Five Virginia cities were included in a New York Times list of the 10 cities with the highest eviction rates in the nation

A coalition formed to reduce high eviction rates in Virginia is recommending a series of steps aimed at encouraging developers to build more affordable housing and helping tenants stay in their homes.

On Tuesday, the Campaign to Reduce Evictions released a list of draft recommendations, including creating a state low-income housing tax credit for developers of affordable housing and creating a state-funded rental assistance program.

The group was formed in April after The New York Times published a ranking of 10 cities with the highest eviction rates in the nation, including five Virginia cities. The newspaper published data collected by a team headed by Princeton University sociology professor Matthew Desmond.

Coalition members met over the summer to work on strategies to bring down eviction rates in Richmond, Hampton, Newport News, Norfolk and Chesapeake.

The group also wants to promote education programs focusing on tenant rights and to set up a help line staffed by attorneys who can offer legal advice to tenants facing eviction.

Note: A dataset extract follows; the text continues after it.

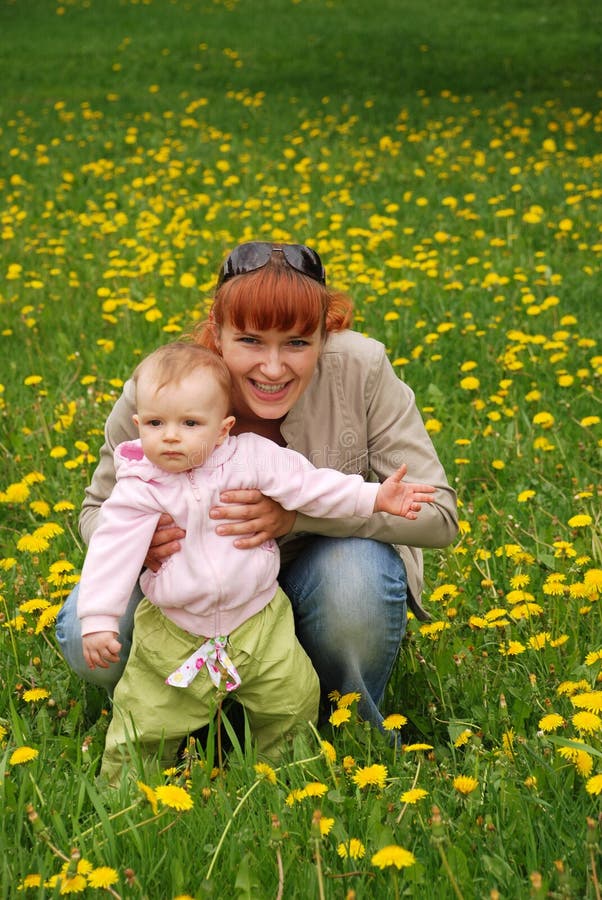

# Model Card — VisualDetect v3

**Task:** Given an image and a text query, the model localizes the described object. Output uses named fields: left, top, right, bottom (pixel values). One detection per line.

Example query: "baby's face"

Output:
left=134, top=369, right=234, bottom=472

Lt. Gov. Justin Fairfax, who has been working on the issue, spoke to members of the coalition during their meeting Tuesday. He said bringing down the state's high eviction rate is an important issue of economic security for Virginians.

Fairfax recounted challenges during his own upbringing in Washington, D.C., when his parents divorced and his mother and her four children moved in with his grandmother. He said his mother eventually saved enough money to buy a house across the street from his grandparents, where she raised her children. He said his mother put all four of her children through college and two through law school.

"I know very personally what it means to have the security of a stable home situation," he said.

Christie Marra, a staff attorney with the Virginia Poverty Law Center, said members of the coalition expect to finalize their recommendations by the end of the year.

"Everybody is so committed to this," she said.